An elegant neurosurgical treatment was on the verge of bringing new perspectives to medically out-treated PD patients. Limousin et al. published a series of 24 patients with idiopathic PD. After a 1-year follow-up period, bilateral STN DBS dramatically improved motor scores (off medication; ±60%). Also, the required levodopa was halved with concurrently less levodopa-induced dyskinesias. [12] After few years, the same French group published a 5-year follow-up study of 49 patients, confirming and extending previous results. A relatively young age, good levodopa response, and no cognitive impairments were the favorable factors for a good outcome. [10] Many other open-label prospective studies showed similar improvements of motor symptoms and the lowering of required levodopa dosage. [71724] Importantly, patients and their caregivers reported improvement in quality of life after surgery. [21] Stimulation-induced side effects included dysarthria, weight gain, and paresthesias, but were mainly mild and temporary. [725] Postoperative changes in cognitive and affective behavior, including depression and mania, have been observed and should be closely monitored. [21]

Experimental studies have been utilized to further explore the role of the STN in PD neuropathophysiology and to elucidate the working mechanisms of STN DBS. Abnormal STN activity was recorded in PD patients and various animal models of PD. The exact relationship between STN activity and motor symptoms is still under debate. Although STN DBS clinically mimics a lesion, it is well established now that the influence of electrical stimulation on the targeted structure depends on the type of STN neurons and related areas, as well as the stimulation parameters. [13]

Besides the direct effects on symptom relief, several lines of evidence suggest STN DBS to have neuroprotective properties on the remaining nigral dopamine neurons. [1822] Although very interesting, this matter has remained controversial and it could be questioned whether saving the small remaining number of dopamine neurons is actually clinically relevant.
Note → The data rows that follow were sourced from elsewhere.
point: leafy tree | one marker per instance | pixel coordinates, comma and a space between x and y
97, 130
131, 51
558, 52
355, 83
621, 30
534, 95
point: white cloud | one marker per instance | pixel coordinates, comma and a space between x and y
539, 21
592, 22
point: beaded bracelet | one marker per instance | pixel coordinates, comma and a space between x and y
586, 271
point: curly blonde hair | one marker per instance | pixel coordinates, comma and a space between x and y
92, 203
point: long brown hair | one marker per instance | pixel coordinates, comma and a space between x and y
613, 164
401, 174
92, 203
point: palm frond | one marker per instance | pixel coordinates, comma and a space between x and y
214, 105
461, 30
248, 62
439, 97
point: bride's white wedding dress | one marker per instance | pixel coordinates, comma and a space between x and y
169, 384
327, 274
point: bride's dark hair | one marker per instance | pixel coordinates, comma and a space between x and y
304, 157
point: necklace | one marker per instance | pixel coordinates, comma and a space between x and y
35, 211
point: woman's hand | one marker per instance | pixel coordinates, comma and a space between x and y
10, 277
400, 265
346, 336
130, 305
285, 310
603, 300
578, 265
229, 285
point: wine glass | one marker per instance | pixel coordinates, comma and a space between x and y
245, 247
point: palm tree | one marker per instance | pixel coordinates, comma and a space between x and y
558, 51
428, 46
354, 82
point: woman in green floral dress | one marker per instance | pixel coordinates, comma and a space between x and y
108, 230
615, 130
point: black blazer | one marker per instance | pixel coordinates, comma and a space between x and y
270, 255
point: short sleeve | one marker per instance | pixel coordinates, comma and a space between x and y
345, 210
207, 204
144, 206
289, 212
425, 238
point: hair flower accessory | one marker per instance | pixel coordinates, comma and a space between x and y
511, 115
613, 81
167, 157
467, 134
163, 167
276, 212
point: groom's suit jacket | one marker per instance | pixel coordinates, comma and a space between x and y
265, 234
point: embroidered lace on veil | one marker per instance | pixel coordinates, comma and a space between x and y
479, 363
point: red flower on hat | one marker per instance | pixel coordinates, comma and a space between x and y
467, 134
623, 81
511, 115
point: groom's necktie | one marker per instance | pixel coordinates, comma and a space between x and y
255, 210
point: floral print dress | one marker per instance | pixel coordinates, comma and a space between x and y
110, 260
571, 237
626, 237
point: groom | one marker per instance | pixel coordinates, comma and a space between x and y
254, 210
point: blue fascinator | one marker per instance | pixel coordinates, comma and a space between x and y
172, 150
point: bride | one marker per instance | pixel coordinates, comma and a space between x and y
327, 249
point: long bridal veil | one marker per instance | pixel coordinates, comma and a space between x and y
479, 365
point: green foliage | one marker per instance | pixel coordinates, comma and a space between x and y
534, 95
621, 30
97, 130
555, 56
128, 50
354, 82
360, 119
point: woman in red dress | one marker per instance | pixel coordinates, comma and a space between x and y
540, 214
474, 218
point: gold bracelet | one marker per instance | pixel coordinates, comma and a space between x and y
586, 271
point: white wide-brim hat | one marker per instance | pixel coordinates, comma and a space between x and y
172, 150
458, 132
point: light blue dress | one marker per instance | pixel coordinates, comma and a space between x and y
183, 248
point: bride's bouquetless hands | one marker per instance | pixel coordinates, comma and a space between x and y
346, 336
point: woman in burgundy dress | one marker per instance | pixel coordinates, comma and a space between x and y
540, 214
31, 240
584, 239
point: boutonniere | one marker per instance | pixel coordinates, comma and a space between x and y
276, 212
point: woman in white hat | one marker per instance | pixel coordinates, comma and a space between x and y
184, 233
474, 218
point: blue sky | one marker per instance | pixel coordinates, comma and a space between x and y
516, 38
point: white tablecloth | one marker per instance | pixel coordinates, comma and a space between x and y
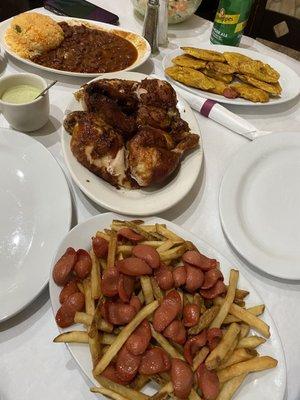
31, 367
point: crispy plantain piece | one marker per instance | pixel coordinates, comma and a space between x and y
190, 77
189, 61
220, 77
202, 54
220, 68
272, 88
251, 93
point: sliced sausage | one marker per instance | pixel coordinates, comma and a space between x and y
208, 382
213, 292
194, 344
170, 307
182, 378
199, 260
83, 264
125, 287
148, 254
110, 281
179, 276
100, 246
191, 315
164, 277
211, 277
111, 374
133, 266
194, 278
118, 313
214, 336
129, 234
70, 288
139, 340
175, 332
63, 267
127, 364
155, 361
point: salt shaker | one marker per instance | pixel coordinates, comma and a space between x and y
150, 29
163, 23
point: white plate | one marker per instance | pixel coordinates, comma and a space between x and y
289, 80
143, 46
143, 201
35, 209
262, 386
259, 204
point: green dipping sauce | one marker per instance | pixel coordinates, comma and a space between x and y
20, 94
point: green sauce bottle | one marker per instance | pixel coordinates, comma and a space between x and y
230, 21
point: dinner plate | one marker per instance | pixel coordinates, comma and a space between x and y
35, 209
138, 41
145, 201
262, 386
259, 204
289, 80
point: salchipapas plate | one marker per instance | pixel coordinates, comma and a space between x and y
289, 80
36, 209
147, 201
263, 386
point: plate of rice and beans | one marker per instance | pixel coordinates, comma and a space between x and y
71, 46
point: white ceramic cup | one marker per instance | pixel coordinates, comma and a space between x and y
25, 117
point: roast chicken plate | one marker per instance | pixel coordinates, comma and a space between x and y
131, 133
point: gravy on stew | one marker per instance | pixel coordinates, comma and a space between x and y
89, 50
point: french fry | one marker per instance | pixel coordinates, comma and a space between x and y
95, 276
230, 387
233, 280
147, 289
256, 310
250, 342
83, 318
157, 292
200, 357
252, 365
123, 336
72, 337
237, 356
131, 394
112, 250
205, 320
89, 301
165, 344
162, 230
109, 393
218, 353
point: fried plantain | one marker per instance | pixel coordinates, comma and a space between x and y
272, 88
189, 61
251, 93
190, 77
202, 54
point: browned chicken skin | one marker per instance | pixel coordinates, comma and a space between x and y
131, 134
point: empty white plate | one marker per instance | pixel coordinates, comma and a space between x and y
259, 204
35, 214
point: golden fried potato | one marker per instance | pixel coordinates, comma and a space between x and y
234, 59
220, 68
258, 70
251, 93
208, 55
189, 61
190, 77
220, 77
272, 88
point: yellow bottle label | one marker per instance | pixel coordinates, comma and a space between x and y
226, 19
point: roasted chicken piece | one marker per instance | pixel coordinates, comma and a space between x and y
98, 147
153, 154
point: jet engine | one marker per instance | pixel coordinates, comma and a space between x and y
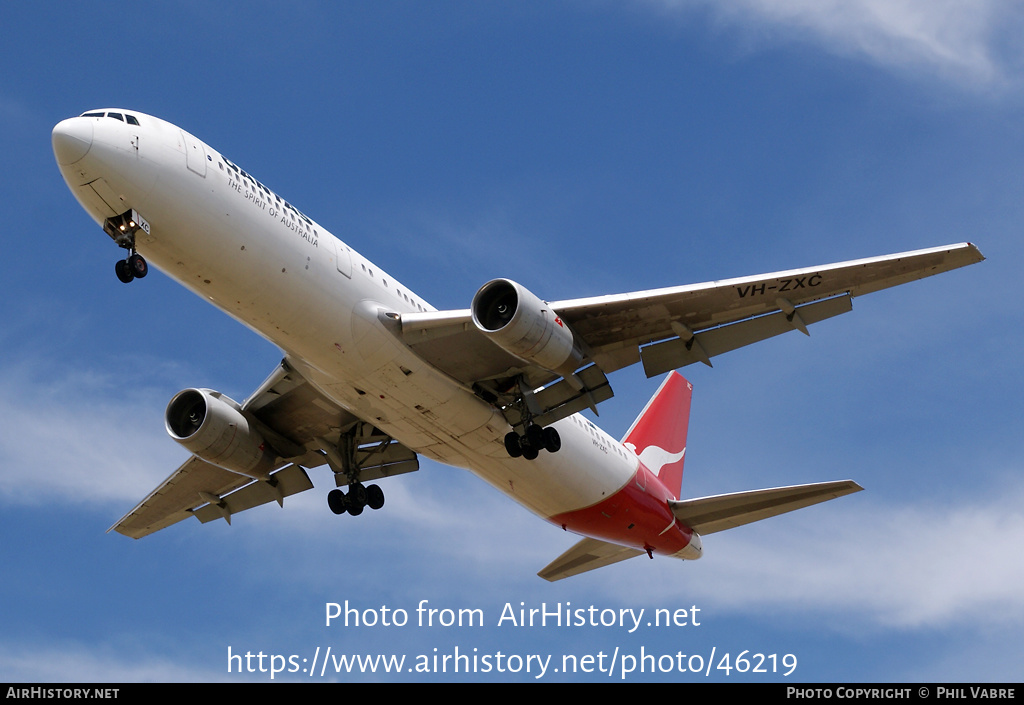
212, 427
523, 325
The development of behavior changes after STN DBS has also emphasized the non-motor functions of this nucleus. The STN is involved in the upstream cognitive and limbic networks, as well as the modulation of the raphe serotonin system. [1923]

The great success of STN DBS for the treatment of advanced PD is underlined by the growing number of patients treated. Already more than 100,000 patients have been operated by this technique. STN DBS alleviates not only tremor, but also bradykinesia and rigidity. STN DBS also provided additional insight into the function of the STN, which is important not only in motor control but also in cognitive and emotional functions.